Friday, September 22, 2006

Survey vs. Bias

I've tried hard to avoid posting about the Duke lacrosse players rape case. There just isn't much for me to say - I have no idea what actually happened so there really isn't much to comment on.

Except for the survey.

According to the defense attorneys, the DA has prejudiced the case against the players. That was their excuse for commissioning a poll of the Durham area. Imagine the surprise of the DA's wife when she got called by the survey. Imagine her further surprise when the first question was
if the prosecutor in a community took on a sensational case right before a primary/election, do you think such a case would be handled for political gain?
Imagine the surprise of the pollster when the DA's wife informed her that she was, in fact, the DA's wife. Imagine the surprise of, well, all of us when the pollster agreed to continue asking questions of the DA's wife. Like
If you heard that two strippers were hired to perform for some men and one was saying she was locked into the bathroom and the other one was not there; and one said she was raped and the other contradicted her statement, one time saying she did not think anything happened, then later changed her story; and that the rape victim had changed her story several times; and then you learned that she had said she was raped at another time and nothing happened with that charge, would you be likely to believe a rape occurred?
The questions listed above were written down by the DA's wife and attested to under oath - the lawyers refused to provide the questions when asked.

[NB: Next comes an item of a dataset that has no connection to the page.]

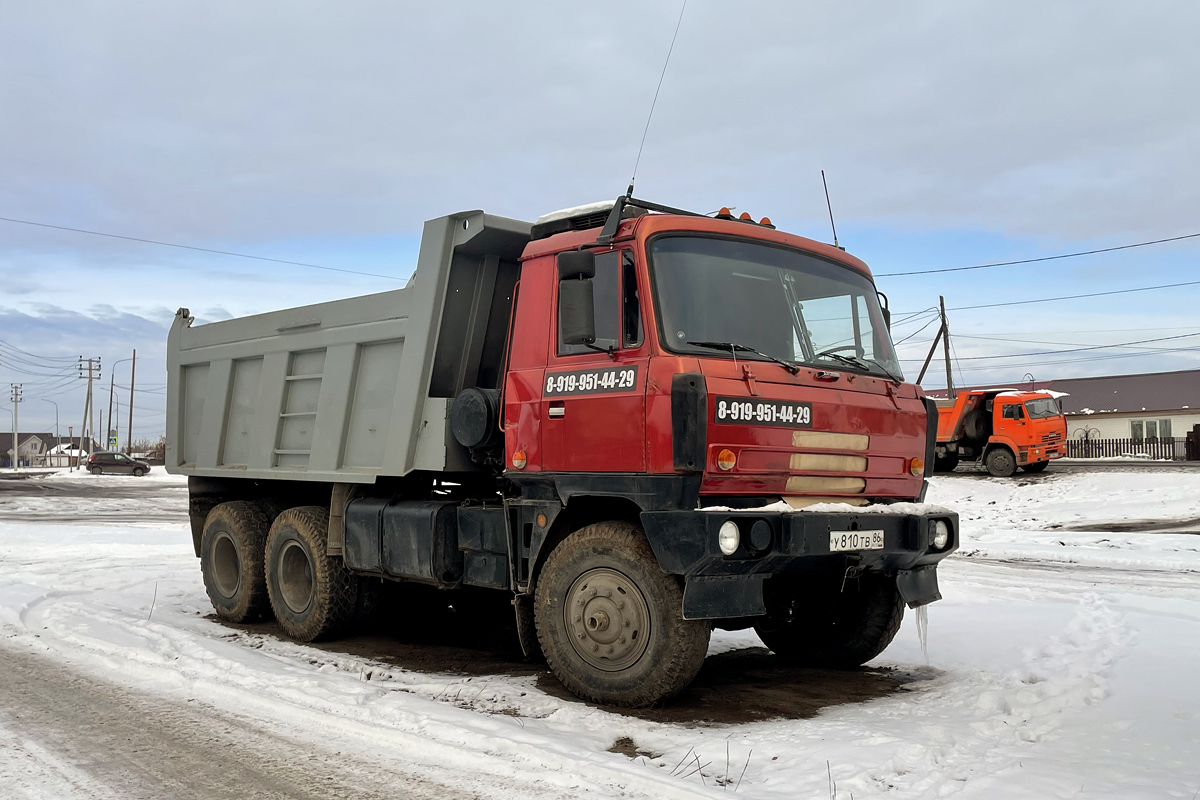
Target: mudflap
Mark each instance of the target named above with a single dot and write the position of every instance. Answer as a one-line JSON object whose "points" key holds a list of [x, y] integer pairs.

I really don't like lawyers in general although I do recognize their necessity. But these guys seem pretty despicable to me.


At 8:43 AM, Anonymous Anonymous said...

That's unbelievable.

Because I work for a media company (people like me are supposed to be screened out of a lot of polls), I routinely have to disqualify myself from telephone surveys/polls, although I'll occasionally wait to do so during political polls (answering all questions "don't know" or "no opinion" until I've heard all the questions, just to make sure it's a real poll and not a push poll that we'd need to report on).

It's difficult to think this poll was commissioned for any reason other than to taint the potential jury pool and get the trial moved, presumably to a more rural (i.e., whiter) county.